Clause j talks about expenditures which is incurred by an association of persons and

those amounts of expenditure which are paid to any members of the associations. Any

profit on debt brokerage, commission, salary or any other remuneration paid by the

association of persons to a member of association is not an allowable deduction to the

income generated by the AOP. For example, revenue of an AOP is 2 million rupees and

salary paid to partner A is 500,000 so while calculating net profit we will not deduct

salary paid to the partner from the revenue generated by the AOP.

Clause (l):

In order of having the trend on cash economy, the Income Tax law introduced the

provisions of Section 21(1) and (m).


Section 21(l) stipulates that any expenditure under a single account head which, in

aggregate, exceeds 50,000 rupees must be paid by a banking channel. The scope of

banking channel is sufficiently wide and large. It includes any payment under any single

head of expenditure exceeding 50,000 rupees by crossed bank draft, crossed cheque,

crossed pay order, any other crossed banking instrument showing transfer of amount

between the parties concerned, on line transfer of payment, and payment by credit card.

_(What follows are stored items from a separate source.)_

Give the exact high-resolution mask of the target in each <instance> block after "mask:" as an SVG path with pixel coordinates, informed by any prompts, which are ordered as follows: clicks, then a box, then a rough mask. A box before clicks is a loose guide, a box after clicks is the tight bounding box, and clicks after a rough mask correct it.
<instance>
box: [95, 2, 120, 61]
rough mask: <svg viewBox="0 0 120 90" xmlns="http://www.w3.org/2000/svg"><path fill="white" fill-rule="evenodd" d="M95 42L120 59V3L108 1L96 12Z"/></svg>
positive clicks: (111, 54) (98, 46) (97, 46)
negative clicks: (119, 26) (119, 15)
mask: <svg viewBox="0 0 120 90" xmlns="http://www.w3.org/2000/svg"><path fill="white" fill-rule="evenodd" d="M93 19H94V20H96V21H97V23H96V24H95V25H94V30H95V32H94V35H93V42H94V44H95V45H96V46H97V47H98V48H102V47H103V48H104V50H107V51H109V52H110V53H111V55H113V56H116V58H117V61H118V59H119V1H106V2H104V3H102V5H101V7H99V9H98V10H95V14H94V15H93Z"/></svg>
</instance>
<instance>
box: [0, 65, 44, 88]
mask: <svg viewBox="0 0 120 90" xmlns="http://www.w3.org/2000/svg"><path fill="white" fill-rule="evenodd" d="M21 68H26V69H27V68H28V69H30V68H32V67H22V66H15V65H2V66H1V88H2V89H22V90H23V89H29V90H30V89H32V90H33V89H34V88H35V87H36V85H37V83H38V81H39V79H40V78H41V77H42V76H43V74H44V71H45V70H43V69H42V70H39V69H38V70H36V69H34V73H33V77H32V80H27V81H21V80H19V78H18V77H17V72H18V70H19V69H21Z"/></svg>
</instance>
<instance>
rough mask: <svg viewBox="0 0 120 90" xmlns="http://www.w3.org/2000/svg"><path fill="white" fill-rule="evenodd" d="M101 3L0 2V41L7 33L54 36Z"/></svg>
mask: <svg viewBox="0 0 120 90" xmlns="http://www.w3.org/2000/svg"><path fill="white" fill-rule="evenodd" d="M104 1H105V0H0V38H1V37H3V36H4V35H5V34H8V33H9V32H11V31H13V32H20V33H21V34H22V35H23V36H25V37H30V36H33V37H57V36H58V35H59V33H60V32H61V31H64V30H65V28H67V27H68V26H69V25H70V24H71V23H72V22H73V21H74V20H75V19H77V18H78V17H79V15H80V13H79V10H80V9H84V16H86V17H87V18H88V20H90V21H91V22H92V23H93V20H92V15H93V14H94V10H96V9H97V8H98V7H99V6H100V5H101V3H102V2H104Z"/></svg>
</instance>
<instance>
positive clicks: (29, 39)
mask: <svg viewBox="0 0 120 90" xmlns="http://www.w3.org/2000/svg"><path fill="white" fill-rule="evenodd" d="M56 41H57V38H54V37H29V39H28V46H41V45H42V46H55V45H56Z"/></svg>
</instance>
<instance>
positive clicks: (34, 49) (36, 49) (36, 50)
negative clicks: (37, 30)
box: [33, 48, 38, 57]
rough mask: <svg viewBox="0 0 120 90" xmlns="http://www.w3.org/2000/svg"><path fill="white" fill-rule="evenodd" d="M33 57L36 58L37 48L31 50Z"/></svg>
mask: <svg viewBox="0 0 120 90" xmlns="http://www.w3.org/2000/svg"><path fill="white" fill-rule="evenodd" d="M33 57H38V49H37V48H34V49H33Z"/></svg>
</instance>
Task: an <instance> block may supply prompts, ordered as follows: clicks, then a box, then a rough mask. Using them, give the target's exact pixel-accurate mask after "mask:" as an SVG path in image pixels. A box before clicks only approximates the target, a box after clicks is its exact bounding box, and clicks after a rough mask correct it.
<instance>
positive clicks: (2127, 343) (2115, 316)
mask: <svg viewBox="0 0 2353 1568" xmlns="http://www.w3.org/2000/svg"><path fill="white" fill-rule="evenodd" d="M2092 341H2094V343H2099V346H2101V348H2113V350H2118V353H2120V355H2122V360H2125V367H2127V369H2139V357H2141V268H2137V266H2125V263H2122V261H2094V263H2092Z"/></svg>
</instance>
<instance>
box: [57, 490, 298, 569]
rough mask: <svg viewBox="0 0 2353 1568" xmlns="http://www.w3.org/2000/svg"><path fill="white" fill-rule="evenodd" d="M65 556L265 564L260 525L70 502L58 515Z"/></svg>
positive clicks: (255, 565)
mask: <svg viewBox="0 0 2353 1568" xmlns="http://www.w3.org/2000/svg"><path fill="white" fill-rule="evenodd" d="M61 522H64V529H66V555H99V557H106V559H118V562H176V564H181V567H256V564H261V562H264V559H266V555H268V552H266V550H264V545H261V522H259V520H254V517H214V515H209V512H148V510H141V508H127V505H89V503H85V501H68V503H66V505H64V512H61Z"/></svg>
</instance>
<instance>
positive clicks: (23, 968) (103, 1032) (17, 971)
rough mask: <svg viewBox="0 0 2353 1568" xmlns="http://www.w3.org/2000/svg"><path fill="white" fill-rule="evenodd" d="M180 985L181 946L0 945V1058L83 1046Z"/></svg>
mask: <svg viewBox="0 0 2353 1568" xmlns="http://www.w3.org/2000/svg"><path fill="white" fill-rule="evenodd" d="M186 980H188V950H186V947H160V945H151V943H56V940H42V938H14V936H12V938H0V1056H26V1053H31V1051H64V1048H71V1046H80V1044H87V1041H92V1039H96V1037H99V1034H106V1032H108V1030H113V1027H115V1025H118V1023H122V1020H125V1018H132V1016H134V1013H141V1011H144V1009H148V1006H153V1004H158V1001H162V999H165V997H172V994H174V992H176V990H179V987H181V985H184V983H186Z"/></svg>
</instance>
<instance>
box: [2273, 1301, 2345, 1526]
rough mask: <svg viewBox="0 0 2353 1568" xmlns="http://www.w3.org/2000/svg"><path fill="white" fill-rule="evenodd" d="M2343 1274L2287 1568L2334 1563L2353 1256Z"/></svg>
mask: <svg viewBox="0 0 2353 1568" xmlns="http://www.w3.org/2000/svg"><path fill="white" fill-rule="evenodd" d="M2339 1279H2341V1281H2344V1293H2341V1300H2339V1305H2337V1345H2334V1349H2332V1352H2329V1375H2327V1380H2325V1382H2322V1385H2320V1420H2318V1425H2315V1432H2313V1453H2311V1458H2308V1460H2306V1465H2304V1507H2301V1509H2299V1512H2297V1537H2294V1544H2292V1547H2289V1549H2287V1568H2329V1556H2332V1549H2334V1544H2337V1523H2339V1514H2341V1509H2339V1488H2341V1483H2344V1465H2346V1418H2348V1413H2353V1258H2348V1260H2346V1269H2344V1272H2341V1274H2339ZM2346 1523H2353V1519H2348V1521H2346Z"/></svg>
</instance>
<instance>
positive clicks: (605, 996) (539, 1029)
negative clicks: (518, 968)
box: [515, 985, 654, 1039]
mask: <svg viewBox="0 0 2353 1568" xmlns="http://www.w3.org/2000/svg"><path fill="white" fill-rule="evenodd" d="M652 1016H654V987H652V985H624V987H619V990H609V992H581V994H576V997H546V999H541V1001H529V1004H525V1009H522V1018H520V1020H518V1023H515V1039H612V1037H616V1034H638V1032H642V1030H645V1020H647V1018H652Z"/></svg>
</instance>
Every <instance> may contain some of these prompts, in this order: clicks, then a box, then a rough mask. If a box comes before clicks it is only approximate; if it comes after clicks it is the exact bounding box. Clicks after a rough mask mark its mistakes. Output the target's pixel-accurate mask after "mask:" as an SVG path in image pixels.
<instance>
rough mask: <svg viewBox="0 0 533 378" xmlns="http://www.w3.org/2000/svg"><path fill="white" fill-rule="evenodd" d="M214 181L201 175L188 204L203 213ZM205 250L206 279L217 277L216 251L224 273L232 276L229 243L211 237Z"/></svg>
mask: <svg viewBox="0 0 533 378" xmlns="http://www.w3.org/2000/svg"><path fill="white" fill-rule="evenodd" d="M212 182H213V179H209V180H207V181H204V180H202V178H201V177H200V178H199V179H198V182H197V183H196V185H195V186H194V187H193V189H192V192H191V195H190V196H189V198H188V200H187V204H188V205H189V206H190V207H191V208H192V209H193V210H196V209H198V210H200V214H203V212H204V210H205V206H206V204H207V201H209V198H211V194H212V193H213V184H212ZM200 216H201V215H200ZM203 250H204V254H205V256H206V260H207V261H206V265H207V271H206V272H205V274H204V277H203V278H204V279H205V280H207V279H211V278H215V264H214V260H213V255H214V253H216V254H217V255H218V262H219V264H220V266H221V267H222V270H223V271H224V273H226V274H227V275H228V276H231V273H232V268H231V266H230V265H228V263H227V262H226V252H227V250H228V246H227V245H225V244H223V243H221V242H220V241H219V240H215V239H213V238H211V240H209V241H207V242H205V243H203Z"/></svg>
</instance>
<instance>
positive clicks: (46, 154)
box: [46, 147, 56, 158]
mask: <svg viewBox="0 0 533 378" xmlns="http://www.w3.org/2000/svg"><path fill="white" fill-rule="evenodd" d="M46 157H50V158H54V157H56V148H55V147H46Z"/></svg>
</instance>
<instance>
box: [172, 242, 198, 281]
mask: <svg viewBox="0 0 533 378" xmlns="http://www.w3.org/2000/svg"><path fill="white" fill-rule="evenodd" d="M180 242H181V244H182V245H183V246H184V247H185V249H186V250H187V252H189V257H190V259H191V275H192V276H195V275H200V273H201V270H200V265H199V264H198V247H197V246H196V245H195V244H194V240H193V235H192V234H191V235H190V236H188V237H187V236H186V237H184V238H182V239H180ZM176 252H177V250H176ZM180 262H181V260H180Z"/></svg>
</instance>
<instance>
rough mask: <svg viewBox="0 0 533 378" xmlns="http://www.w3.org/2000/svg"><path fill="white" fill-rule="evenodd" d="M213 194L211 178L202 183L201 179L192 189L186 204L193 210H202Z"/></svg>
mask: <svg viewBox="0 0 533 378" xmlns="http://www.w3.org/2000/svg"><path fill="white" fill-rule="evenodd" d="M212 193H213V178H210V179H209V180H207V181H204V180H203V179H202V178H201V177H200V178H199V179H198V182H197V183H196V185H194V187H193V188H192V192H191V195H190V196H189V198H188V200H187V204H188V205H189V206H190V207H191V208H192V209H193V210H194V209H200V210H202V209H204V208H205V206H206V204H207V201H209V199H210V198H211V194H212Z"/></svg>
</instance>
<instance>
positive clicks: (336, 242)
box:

There are two exceptions in this provision under which this clause shall not apply;

Firstly, any expenditure under a single account head which does not exceed 10,000

rupees can be paid in cash.

Secondly, Expenditure on account of utility bills, freight charges, travel fare, fee,

fines, payment of taxes and duties that can be paid in cash.

Clause (m):

The m clause talks about salary payment expense that can be treated as an allowable

expense while being paid in cash however the limit on the salary expense paid by cash

is 15000 rupees and any salary payments exceeding this amount to be treated as an

allowable expense then the employer is obliged to make payment by a crossed cheque

or transfer it to an employee’s bank account. If a payment of salary to an employee has

been made for 16,000 through cash, then the whole expense of 16,000 would be

considered as a disallowable expense.